Igor Kesar

Personal information
- Born: November 4, 1992 (age 32) Kraljevo, Serbia, FR Yugoslavia
- Nationality: Serbian
- Listed height: 6 ft 10.75 in (2.10 m)
- Listed weight: 265 lb (120 kg)

Career information
- NBA draft: 2014: undrafted
- Playing career: 2011–present
- Position: Power forward / center

Career history
- 2011–2012: Sloga
- 2012: Plana
- 2012–2014: Napredak Kruševac
- 2014–2015: Tamiš
- 2015–2016: Igokea
- 2016–2017: Tamiš
- 2017: Spartak Subotica
- 2017–2018: Balkan Botevgrad
- 2018–2019: PVSK Panthers
- 2019: Kožuv
- 2019–2020: BC Rilski Sportist
- 2020–2022: Pelister
- 2022–2024: Timișoara
- 2024: Iraklis
- 2025–: Spartak Pleven

Career highlights
- Bulgarian League MVP (2025); Bulgarian League All-Star (2018); Serbian League Best Five (2017); Bosnian League champion (2016); Bosnian Cup winner (2016);

= Igor Kesar =

Serbian basketball player

Igor Kesar (born 4 November 1992) is a Serbian professional basketball player. Standing at , he plays at the power forward and the center positions.

== Professional career ==
Kesar started his pro career on 2011 with Sloga of the Basketball League of Serbia. The following season, he joined KK Plana but he left the club in order to join Napredak Aleksinac. He stayed with the club for two seasons, before joining Tamiš on 2014.

That was a breakthrough season for Kesar who lead his team to 4.spot in the championship and ultimately the club managed to play in the Superliga against the powerhouses like Partizan and Crvena Zvezda. Kesar scored last seconds three pointer away against Vrsac in a direct duel between two clubs for that 4.spot and a place in Superliga. He ended up that season with 11.,5 points, 4 rebounds per game with an incredible 53% 3 point shots (the #1 in the league).

On 2015, he signed a one-year deal with the Bosnian club Igokea. With Igokea, Kesar won the Bosnian League and the Bosnian Cup. The following season, he returned to Tamiš, but he left the club at the end of the regular season to join Spartak Subotica for the Superliga competition.
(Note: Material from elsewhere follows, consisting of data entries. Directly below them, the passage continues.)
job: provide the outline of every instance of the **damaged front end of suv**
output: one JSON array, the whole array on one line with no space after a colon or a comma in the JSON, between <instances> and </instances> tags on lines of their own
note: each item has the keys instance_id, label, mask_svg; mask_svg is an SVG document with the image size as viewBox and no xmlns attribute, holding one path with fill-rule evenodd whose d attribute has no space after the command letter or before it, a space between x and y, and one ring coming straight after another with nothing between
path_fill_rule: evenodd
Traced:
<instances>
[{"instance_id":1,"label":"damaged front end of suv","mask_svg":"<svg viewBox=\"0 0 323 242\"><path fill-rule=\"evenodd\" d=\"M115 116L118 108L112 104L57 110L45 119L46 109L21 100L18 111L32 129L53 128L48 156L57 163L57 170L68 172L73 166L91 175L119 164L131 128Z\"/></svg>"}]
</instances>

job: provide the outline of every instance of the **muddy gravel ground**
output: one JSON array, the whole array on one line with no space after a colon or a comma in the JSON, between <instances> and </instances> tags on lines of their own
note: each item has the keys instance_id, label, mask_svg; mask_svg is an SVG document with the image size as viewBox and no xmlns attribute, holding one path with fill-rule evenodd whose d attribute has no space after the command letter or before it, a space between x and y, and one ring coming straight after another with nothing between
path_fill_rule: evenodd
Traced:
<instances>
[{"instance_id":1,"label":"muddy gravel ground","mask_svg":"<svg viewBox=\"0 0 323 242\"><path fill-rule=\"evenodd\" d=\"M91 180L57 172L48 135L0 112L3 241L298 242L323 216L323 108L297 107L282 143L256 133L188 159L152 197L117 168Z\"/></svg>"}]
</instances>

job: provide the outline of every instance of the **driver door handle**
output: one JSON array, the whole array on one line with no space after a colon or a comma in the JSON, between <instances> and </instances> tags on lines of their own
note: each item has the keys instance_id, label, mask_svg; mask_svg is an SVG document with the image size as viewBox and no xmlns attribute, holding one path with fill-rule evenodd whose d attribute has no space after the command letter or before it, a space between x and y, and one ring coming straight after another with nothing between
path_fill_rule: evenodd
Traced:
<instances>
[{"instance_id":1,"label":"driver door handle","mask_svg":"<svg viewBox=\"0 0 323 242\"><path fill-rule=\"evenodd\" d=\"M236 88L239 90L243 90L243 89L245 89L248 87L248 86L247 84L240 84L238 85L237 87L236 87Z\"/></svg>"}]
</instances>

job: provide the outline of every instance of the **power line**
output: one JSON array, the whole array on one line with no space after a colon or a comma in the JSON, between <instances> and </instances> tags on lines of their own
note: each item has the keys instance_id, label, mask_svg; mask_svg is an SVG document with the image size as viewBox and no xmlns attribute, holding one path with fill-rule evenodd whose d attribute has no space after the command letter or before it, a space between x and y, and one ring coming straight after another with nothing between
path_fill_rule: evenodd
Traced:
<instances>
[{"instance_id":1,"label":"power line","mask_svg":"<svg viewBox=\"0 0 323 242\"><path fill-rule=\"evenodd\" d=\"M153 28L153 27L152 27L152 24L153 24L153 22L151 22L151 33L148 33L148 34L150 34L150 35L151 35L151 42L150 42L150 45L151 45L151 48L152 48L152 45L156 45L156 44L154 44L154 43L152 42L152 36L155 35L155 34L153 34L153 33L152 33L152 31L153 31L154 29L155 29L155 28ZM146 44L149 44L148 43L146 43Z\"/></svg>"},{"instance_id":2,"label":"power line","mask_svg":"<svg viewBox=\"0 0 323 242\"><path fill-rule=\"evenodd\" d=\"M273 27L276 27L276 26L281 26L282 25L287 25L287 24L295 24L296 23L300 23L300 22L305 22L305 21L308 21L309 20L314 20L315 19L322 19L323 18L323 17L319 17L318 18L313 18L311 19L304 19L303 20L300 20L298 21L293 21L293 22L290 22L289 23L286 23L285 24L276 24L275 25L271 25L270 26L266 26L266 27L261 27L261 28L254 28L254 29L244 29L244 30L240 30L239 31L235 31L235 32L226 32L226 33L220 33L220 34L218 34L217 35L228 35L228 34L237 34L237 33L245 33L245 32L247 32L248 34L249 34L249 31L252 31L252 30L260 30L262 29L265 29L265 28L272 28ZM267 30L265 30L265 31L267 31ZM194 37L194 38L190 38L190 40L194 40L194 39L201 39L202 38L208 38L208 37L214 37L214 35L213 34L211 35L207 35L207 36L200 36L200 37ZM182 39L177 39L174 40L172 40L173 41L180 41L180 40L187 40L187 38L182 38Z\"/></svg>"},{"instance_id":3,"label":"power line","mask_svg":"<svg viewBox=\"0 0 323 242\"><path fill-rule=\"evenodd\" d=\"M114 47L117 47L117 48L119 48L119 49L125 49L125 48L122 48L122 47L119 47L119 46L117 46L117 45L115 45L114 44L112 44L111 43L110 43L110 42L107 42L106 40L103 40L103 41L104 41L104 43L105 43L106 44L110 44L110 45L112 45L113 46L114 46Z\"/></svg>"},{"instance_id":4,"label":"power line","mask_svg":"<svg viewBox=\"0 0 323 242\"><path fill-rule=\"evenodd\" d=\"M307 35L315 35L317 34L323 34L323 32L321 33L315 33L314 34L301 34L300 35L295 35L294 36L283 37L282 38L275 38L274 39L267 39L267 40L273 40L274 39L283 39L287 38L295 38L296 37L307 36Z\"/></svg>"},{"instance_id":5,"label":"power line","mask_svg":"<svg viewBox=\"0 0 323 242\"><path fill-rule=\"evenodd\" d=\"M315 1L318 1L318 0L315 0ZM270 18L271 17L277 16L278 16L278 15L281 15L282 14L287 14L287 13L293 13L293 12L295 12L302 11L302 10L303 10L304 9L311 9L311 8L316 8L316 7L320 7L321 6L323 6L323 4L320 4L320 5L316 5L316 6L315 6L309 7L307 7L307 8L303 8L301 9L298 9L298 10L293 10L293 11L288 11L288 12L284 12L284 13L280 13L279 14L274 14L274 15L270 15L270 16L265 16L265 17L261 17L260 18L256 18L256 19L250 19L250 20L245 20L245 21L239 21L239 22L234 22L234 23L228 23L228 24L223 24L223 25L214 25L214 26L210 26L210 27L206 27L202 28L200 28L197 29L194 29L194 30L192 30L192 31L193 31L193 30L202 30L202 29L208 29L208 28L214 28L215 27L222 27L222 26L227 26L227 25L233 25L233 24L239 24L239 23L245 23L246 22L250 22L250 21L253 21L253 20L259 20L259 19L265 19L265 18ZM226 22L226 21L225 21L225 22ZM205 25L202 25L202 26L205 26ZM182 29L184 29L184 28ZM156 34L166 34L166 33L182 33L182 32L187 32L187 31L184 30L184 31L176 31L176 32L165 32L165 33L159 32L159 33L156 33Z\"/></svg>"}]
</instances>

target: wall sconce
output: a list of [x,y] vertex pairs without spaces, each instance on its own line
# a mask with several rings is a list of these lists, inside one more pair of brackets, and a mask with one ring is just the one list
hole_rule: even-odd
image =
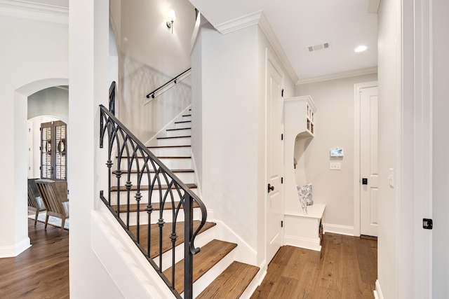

On 2017, he joined Balkan Botevgrad of the Bulgarian league. He went on to average 14.6 points and 5.6 rebounds in 26.1 minutes per game. During the season, he led Balkan to the NBL finals, where Balkan lost from Levski Sofia.

Balkan also competed in the 2017/2018 edition of the Fiba Europe Cup where Kesar had 13.5 points and 5.5 rebound per game.

On June 27, 2018, he signed with Peristeri of the Greek Basket League. But he left the team on September 25, 2018 to sign for PVSK Panthers of the Hungarian Basketball League.

Kesar had a solid half-season averaging 10.9 points and 4.9 rebounds but despite that he left the team on the January 15, 2019 and signed for KK Kozuv of the Macedonian Basketball League.

He led the team from Djevdjelija to a Superleague spot and ended the season with 16.4 points and 5.9 rebounds per game. He was named MVP of the round 3 times with some great double double performances.
He also played six games in the Balkan League with an average score of 20.3 points and 5.6 rebounds.

On August 19, 2019, he signed for Rilski Sportist of the NBL.

He averaged 12.2 points and 5.4 rebounds in the domestic league.

On June 16, 2020 he signed with KK Pelister of the Macedonian First League making him first import player for the new season.